Credit Suisse Group will cut 170 jobs in its investment banking division, or nearly 1% of the unit's employees.
"We have made targeted reductions to adjust our capacity to meet diminished client demand," said Credit Suisse spokeswoman Victoria Harmon. She cited "the current market environment" as the reason for the cutbacks.
About half the cuts will come from the bank's fixed-income business, including some commercial mortgage-backed securities jobs, and the other cuts in the investment banking division represent annual performance-related reductions, a source familiar with the situation said.
The move follows a cutback of 150 jobs in Credit Suisse's residential mortgage-backed securities business last week.
U.S. banks and financial service companies have been cutting tens of thousands of jobs as tightening credit conditions, particularly in mortgages, have made lending more difficult.
Earlier Tuesday, Morgan Stanley said it would restructure its residential mortgage business and cut about 600 employees.
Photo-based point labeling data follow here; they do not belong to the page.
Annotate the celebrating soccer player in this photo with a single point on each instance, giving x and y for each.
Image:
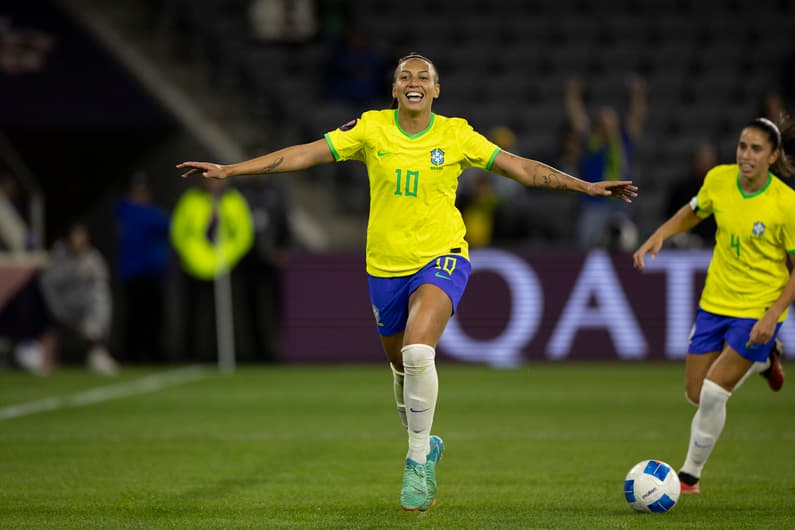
(417, 259)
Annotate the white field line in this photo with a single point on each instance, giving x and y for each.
(145, 385)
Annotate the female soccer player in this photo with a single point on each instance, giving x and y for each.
(748, 287)
(416, 256)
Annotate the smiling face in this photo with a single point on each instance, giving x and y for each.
(755, 153)
(416, 84)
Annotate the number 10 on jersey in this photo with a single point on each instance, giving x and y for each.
(406, 183)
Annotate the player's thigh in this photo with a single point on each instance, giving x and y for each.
(429, 310)
(728, 368)
(697, 366)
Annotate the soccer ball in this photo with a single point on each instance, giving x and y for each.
(652, 486)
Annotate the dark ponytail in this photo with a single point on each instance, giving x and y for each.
(781, 136)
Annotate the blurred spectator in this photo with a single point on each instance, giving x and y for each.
(22, 50)
(773, 107)
(283, 20)
(261, 268)
(143, 254)
(607, 153)
(14, 233)
(684, 189)
(357, 70)
(478, 208)
(211, 230)
(76, 287)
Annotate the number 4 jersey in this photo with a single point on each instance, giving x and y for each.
(413, 183)
(756, 233)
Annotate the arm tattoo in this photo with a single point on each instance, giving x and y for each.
(549, 180)
(276, 163)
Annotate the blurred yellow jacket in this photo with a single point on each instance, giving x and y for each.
(211, 234)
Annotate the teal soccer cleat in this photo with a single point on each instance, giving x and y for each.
(434, 456)
(414, 493)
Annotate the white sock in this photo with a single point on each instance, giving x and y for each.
(398, 379)
(420, 389)
(706, 427)
(756, 368)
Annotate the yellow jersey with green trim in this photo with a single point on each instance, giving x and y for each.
(755, 236)
(413, 183)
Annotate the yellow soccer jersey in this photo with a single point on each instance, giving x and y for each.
(413, 183)
(756, 232)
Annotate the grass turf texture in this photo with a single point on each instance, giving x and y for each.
(544, 446)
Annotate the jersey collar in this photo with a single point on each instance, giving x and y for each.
(417, 135)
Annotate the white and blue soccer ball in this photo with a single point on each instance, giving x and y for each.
(652, 486)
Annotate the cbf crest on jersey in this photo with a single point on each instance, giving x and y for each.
(437, 157)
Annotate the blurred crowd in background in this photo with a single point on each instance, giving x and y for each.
(642, 91)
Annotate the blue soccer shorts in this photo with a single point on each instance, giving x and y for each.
(710, 331)
(390, 296)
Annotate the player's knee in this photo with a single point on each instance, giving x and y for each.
(417, 357)
(693, 393)
(713, 395)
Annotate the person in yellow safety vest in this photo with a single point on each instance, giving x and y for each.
(211, 229)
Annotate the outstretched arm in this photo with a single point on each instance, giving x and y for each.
(293, 158)
(534, 174)
(682, 221)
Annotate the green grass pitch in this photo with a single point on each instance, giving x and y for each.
(543, 446)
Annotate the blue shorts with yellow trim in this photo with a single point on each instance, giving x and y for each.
(711, 331)
(390, 296)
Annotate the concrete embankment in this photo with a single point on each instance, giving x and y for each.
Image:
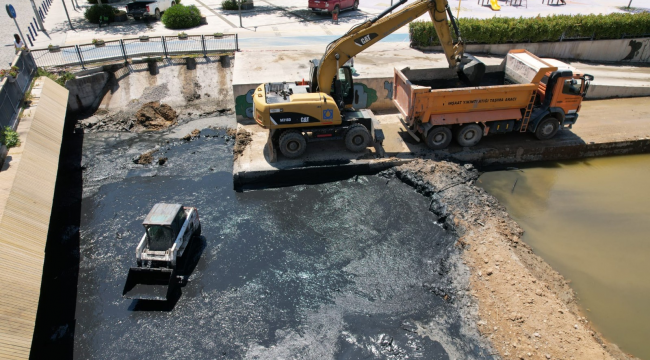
(526, 308)
(26, 196)
(605, 127)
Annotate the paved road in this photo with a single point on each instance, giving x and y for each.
(24, 14)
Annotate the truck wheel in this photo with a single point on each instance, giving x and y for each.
(357, 138)
(547, 128)
(439, 138)
(292, 144)
(469, 135)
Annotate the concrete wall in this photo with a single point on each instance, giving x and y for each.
(86, 91)
(621, 50)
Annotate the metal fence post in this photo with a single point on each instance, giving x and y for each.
(165, 46)
(81, 60)
(123, 51)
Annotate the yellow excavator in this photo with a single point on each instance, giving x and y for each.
(321, 109)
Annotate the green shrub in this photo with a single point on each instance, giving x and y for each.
(9, 137)
(181, 17)
(229, 5)
(501, 30)
(93, 13)
(63, 77)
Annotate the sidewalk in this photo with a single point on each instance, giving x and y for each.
(273, 20)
The investment bank said it will cut approximately 500 employees in the United States and another 100 in Europe -- mostly in the U.K. -- and consolidate its mortgage businesses under a single platform.
The move comes amid a steep drop in mortgage lending, hammered in recent months by rising defaults in the subprime sector that caused widespread distress among lenders, home builders and other markets.
Lehman said it would slash 850 employees in the U.S. and U.K. on top of the 1,200 it cut when it shut down subprime lender BNC Mortgage. HSBC said it is closing its U.S. mortgage unit, cutting 750 jobs, while Credit Suisse said it plans to cut 150 jobs.
All told, about 88,000 jobs have been lost in the U.S. financial industry this year, about 75% more than in 2006, according to consulting firm Challenger, Gray & Christmas.